Travelling Around Taipei with Garbage Trunks, curated by Prototype Paradise, grasps the meeting moment of trash-dumping urban residents. Through a public art action plan involving artistic forms like performance, theater, installation, music, etc., the routine behavior of collecting and dumping garbage becomes an art campaign of interaction between residents and cleaners. The curatorial team translated life experiences, looked for a breach to change routine business, and connected people by artistic action. In BusStory, a part of the plan, cleaners played the role of a tour guide, who described their professional experiences to the audience or conducted a guided tour of garbage collection route, in order to represent urban scenes in someone else’s life.

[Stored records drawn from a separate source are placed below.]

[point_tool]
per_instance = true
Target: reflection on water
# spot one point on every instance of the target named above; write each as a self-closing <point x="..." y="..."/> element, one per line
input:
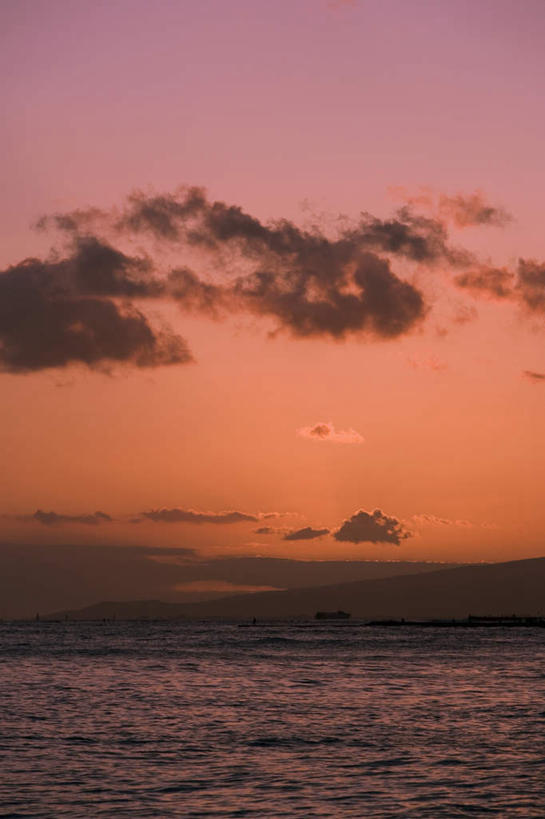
<point x="180" y="720"/>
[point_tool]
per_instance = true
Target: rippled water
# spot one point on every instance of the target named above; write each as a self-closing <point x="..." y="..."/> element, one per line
<point x="164" y="720"/>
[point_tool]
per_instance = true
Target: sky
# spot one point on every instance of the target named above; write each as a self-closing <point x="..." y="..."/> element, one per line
<point x="272" y="277"/>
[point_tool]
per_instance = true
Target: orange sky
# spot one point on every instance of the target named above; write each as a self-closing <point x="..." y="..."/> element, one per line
<point x="301" y="112"/>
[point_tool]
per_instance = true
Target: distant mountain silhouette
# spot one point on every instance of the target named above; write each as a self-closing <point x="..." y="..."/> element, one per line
<point x="516" y="587"/>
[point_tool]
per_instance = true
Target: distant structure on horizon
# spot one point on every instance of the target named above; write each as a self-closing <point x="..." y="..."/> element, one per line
<point x="332" y="615"/>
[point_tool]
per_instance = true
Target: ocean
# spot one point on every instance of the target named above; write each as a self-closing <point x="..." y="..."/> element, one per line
<point x="177" y="719"/>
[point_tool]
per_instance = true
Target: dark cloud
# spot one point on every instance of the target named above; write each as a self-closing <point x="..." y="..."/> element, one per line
<point x="189" y="516"/>
<point x="325" y="431"/>
<point x="54" y="519"/>
<point x="82" y="307"/>
<point x="531" y="284"/>
<point x="533" y="376"/>
<point x="58" y="312"/>
<point x="375" y="527"/>
<point x="307" y="533"/>
<point x="525" y="286"/>
<point x="470" y="210"/>
<point x="312" y="285"/>
<point x="488" y="281"/>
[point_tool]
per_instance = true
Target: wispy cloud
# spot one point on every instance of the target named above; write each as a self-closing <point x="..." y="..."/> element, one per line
<point x="178" y="515"/>
<point x="325" y="431"/>
<point x="307" y="533"/>
<point x="56" y="519"/>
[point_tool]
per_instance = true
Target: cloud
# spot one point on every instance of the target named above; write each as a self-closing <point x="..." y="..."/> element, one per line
<point x="463" y="210"/>
<point x="433" y="520"/>
<point x="375" y="527"/>
<point x="429" y="362"/>
<point x="325" y="431"/>
<point x="54" y="519"/>
<point x="84" y="305"/>
<point x="533" y="376"/>
<point x="189" y="516"/>
<point x="59" y="312"/>
<point x="311" y="284"/>
<point x="524" y="286"/>
<point x="492" y="282"/>
<point x="307" y="533"/>
<point x="466" y="211"/>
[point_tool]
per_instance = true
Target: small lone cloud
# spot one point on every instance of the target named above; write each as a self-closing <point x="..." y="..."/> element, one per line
<point x="307" y="533"/>
<point x="433" y="520"/>
<point x="430" y="362"/>
<point x="190" y="516"/>
<point x="325" y="431"/>
<point x="531" y="375"/>
<point x="54" y="519"/>
<point x="375" y="527"/>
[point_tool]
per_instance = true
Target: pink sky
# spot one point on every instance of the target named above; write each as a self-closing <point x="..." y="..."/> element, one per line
<point x="303" y="111"/>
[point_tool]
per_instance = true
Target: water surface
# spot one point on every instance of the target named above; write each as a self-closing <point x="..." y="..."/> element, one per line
<point x="300" y="720"/>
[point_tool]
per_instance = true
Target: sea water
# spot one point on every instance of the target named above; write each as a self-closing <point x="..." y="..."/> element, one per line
<point x="175" y="719"/>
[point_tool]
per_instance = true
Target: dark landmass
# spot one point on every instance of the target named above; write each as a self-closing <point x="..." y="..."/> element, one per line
<point x="516" y="587"/>
<point x="42" y="578"/>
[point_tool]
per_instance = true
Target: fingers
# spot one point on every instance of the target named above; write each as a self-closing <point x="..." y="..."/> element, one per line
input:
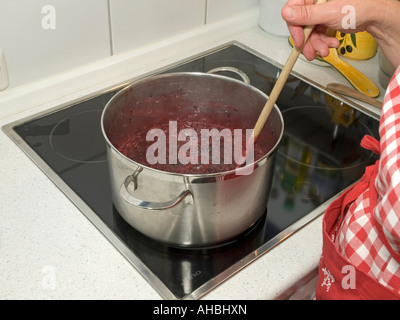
<point x="299" y="13"/>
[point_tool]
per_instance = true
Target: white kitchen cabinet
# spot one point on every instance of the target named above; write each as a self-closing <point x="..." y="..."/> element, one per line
<point x="222" y="9"/>
<point x="136" y="23"/>
<point x="44" y="37"/>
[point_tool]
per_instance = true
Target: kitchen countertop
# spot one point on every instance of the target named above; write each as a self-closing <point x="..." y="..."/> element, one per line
<point x="49" y="250"/>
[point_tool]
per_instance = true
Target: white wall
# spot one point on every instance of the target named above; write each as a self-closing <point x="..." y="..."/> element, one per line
<point x="86" y="31"/>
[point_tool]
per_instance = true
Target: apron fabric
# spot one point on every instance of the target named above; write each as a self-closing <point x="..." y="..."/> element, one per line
<point x="338" y="278"/>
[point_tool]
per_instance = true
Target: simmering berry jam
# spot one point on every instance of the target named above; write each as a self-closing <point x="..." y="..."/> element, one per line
<point x="187" y="140"/>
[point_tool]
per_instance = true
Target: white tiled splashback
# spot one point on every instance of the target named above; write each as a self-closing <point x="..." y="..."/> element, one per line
<point x="41" y="38"/>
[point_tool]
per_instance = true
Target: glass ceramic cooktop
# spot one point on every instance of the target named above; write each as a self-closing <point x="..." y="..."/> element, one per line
<point x="319" y="156"/>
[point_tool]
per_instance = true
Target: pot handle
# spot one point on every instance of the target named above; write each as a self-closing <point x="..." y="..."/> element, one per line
<point x="239" y="72"/>
<point x="130" y="199"/>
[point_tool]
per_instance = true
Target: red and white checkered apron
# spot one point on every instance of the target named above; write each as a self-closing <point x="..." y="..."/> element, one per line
<point x="361" y="230"/>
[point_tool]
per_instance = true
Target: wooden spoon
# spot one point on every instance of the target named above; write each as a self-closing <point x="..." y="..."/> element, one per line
<point x="294" y="55"/>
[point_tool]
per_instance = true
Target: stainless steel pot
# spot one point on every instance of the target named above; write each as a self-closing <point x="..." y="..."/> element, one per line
<point x="186" y="209"/>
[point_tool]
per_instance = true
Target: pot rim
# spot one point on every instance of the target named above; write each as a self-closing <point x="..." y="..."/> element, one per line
<point x="202" y="74"/>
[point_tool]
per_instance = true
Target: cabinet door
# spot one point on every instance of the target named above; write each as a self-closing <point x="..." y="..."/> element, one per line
<point x="136" y="23"/>
<point x="44" y="37"/>
<point x="222" y="9"/>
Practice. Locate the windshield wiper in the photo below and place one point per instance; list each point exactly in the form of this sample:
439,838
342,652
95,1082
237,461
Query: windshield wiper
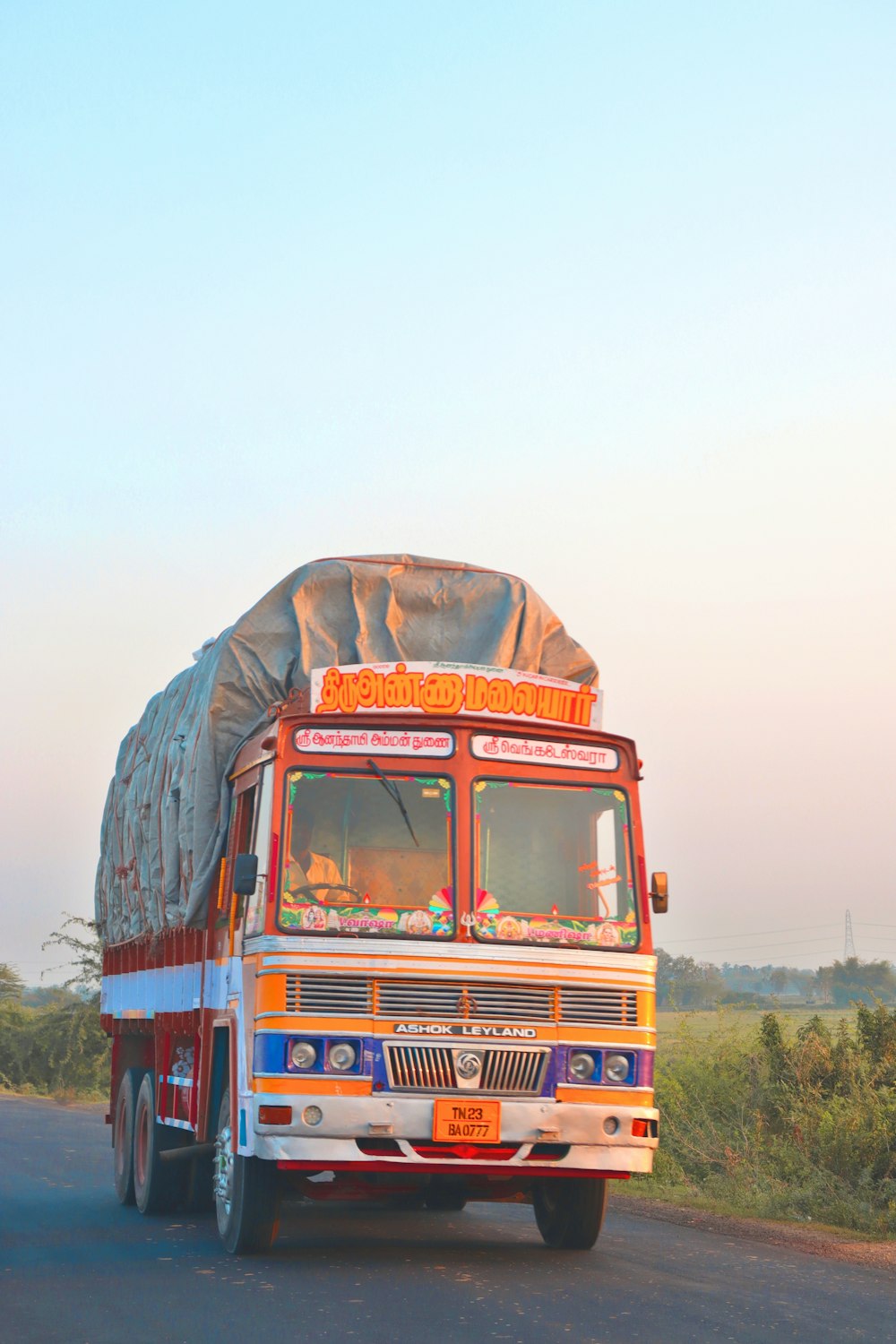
392,788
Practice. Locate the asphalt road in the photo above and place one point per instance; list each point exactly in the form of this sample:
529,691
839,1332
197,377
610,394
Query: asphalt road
77,1268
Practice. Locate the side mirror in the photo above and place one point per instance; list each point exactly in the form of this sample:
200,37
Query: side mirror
245,874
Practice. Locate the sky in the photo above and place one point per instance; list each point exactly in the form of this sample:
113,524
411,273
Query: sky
598,295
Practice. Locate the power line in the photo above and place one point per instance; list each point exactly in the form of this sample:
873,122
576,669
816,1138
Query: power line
756,933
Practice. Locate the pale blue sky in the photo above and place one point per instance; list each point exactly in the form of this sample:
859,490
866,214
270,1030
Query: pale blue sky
602,295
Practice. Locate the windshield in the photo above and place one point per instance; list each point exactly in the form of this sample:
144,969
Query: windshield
552,866
367,855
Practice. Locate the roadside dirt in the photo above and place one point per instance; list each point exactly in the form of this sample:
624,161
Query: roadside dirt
810,1241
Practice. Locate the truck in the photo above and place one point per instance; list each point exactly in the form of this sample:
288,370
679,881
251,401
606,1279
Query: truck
375,913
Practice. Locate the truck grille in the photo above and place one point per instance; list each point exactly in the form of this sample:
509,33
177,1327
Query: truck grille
352,996
346,996
589,1005
519,1073
449,999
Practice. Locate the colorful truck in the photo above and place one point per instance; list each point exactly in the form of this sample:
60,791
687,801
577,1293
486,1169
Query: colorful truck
375,910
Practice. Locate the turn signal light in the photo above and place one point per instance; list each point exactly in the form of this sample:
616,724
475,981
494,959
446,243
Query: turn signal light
276,1115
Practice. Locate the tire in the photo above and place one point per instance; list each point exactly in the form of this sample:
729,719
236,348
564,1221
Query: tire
246,1193
568,1211
445,1196
158,1187
124,1134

On three weekends from Oct. 30 to Nov. 21, 2015, the executive team went with cleaners to collect garbage. Through artistic forms like performance, theater, installation, music, etc., they performed on the street and interacted with the public. Besides street performance, BusStory was created to let urban residents get to know Taipei from the personal perspectives of cleaners. The audience takes the BusStory on a tour and hears life stories and professional experiences of urban cleaning from a cleaner/tour guide, thus learning about the city from a new viewpoint.